Meg23
July 25, 2022, 10:53am
1
Hi,
I am trying to remove all rows from a dataframe based on a value in a column, but for each unique ID as shown below.
ID | Time | Data | Pregnancy
1 | 0 | 1 | Yes
1 | 1 | 0 | No
2 | 3 | 1 | No
3 | 0 | 1 | No
3 | 1 | 0 | Yes
3 | 4 | 1 | No
so it would show in the end:
ID | Time | Data | Pregnancy
2 | 3 | 1 | No
3 | 0 | 1 | No
So I am trying to ask, if df$Pregnancy = "Yes" then remove all rows for that same ID where Time is after or equal to the Time at Pregnancy.
ID <- c("1", "1", "2", "3", "3", "3")
Time <- c(0L, 1L, 3L, 0L, 1L, 4L)
data <- c("1", "0", "1", "0", "0", "1")
Pregnancy <- c("yes", "No", "No", "No", "Yes", "No")
df <- data.frame(ID, Time, data, Pregnancy)
I am stuck as to the code I would require to do this, and any help would be greatly appreciated as still very new to R!
Ven
July 25, 2022, 12:02pm
2
I've got 2 solutions for you.
dplyr
library(dplyr)
df |>
subset(preg == "No") |>
group_by(id) |>
slice_min(time)
data.table
library(data.table)
dt[preg == "No", .(time = min(time)), .(id, data, preg)][, .(id, time, data, preg)][]
I'd also suggest that you format your post so that it's more legible in the future.
Meg23
July 25, 2022, 12:24pm
3
Hi,
Thank you for your reply, I tried both your solutions and have formatted the data better now!

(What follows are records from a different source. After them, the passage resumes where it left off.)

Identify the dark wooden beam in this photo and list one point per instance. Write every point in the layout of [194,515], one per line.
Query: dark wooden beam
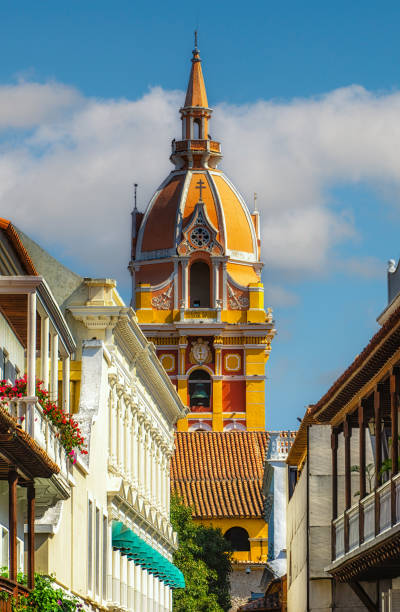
[347,461]
[31,535]
[361,425]
[12,522]
[334,446]
[394,410]
[378,434]
[363,597]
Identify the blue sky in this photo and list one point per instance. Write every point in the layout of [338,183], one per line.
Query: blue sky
[81,79]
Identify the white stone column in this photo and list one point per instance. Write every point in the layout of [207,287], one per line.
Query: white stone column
[156,595]
[148,465]
[44,351]
[124,580]
[215,283]
[109,576]
[54,368]
[113,427]
[131,586]
[141,458]
[31,346]
[116,588]
[135,451]
[150,591]
[162,596]
[145,601]
[128,441]
[159,478]
[66,376]
[138,587]
[185,282]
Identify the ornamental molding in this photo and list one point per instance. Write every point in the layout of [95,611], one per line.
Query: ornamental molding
[237,301]
[163,301]
[200,234]
[200,352]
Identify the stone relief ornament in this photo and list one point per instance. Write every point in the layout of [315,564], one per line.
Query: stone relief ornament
[237,301]
[163,301]
[200,352]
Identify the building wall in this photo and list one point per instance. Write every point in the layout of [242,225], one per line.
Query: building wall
[125,476]
[296,541]
[323,593]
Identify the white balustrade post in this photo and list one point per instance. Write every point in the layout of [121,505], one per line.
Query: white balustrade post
[54,368]
[66,364]
[31,346]
[144,605]
[116,592]
[44,351]
[131,585]
[215,283]
[124,581]
[138,587]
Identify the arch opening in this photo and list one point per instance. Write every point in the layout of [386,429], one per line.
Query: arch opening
[199,390]
[238,538]
[197,135]
[199,285]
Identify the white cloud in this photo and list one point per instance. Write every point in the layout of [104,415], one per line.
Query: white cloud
[67,163]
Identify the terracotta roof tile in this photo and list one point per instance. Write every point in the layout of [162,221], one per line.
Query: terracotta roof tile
[220,474]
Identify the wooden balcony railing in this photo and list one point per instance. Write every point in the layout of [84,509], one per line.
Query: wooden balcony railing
[377,513]
[196,145]
[29,416]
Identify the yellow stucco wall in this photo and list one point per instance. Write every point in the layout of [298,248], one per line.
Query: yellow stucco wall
[256,528]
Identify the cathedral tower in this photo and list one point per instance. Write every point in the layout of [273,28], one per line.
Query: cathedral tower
[196,280]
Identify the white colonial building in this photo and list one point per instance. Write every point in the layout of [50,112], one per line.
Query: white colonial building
[106,534]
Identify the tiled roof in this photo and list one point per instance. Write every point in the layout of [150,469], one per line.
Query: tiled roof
[24,257]
[220,474]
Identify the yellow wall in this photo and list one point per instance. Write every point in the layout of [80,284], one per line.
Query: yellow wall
[256,528]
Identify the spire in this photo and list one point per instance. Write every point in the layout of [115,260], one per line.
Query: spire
[196,92]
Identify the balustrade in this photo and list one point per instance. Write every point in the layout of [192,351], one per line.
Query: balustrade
[370,517]
[31,419]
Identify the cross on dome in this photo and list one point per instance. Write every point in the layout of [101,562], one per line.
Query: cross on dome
[200,185]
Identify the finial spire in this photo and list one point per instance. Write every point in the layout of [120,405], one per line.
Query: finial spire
[196,92]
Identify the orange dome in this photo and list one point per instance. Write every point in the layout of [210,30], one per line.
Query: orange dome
[196,213]
[173,206]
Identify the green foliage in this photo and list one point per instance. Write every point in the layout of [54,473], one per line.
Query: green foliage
[45,597]
[204,558]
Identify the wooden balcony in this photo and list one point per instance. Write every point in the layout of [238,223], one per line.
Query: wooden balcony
[180,146]
[13,589]
[366,537]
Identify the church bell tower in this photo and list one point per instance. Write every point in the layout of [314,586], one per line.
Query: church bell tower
[196,280]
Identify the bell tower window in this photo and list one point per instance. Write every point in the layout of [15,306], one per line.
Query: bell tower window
[200,390]
[197,131]
[199,285]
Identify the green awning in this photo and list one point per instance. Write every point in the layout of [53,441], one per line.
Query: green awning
[141,553]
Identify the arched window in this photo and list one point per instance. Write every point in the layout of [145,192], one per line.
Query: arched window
[234,426]
[200,389]
[200,427]
[197,135]
[199,285]
[238,538]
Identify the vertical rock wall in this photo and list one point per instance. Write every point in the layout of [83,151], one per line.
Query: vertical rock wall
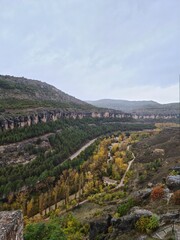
[11,225]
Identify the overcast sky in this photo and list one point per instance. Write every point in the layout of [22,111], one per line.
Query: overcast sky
[93,49]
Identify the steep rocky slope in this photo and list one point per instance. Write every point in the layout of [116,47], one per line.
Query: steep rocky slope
[21,93]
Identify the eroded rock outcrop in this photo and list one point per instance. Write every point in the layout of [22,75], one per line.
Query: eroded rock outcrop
[173,182]
[11,225]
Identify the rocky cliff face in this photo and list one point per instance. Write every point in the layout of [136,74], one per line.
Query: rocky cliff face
[11,225]
[53,115]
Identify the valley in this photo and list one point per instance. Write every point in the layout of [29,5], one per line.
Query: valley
[73,171]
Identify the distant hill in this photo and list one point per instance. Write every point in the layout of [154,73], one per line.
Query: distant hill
[141,107]
[21,93]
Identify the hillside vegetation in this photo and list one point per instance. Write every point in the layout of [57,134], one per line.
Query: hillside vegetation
[141,107]
[22,93]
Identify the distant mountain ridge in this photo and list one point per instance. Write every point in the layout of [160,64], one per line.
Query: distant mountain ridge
[139,107]
[23,93]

Using the dplyr code you suggested, the original:
ID Time data Pregnancy
1 1 0 1 yes
2 1 1 0 No
3 2 3 1 No
4 3 0 0 No
5 3 1 0 Yes
6 3 4 1 No
turned into:
# A tibble: 3 × 4
# Groups: ID [3]
ID Time data Pregnancy
<chr> <int> <chr> <chr>
1 1 1 0 No
2 2 3 1 No
3 3 0 0 No
So some worked correctly, whereas the row 1 should have also been removed, since that ID was pregnant at Time 0 and it has kept in the row for this ID (1) at Time 1 which is after the pregnancy. But the others seemed to have worked.
Also, the second data.table package gave me this error:
dt[Pregnancy == "No", .(Time = min(Time)), .(ID, data, Pregnancy)][, .(ID, Time, data, Pregnancy)][]
Error in .(Time = min(Time)) : could not find function "."
Thank you again.
Ven
July 25, 2022, 12:37pm
4
Meg23:
So some worked correctly, whereas the row 1 should have also been removed, since that ID was pregnant at Time 0 and it has kept in the row for this ID (1) at Time 1 which is after the pregnancy. But the others seemed to have worked.
If you're keeping with dplyr
, then you'd rearrange it like this;
df |>
group_by(id) |>
slice_min(time) |>
subset(preg == "No")
Meg23
July 25, 2022, 12:50pm
5
Brilliant, thank you so much that worked!
Ven
July 25, 2022, 1:23pm
6
Meg23:
dt[Pregnancy == "No", .(Time = min(Time)), .(ID, data, Pregnancy)][, .(ID, Time, data, Pregnancy)][]
Error in .(Time = min(Time)) : could not find function "."
I'm not entirely sure why it would return an error.
This may be a possible solution; r - Data table error could not find function "." - Stack Overflow
Regardless, this is how I would rewrite the data.table
code to match the outcome of the dplyr
code.
dt[, .SD[which.min(Time), .(Time, data, Pregnancy)], ID][Pregnancy == "No"][]
Meg23
July 25, 2022, 1:38pm
7
Thank you I appreciate your help!
1 Like
system
Closed
August 1, 2022, 1:38pm
8
This topic was automatically closed 7 days after the last reply. New replies are no longer allowed. If you have a query related to it or one of the replies, start a new topic and refer back with a link.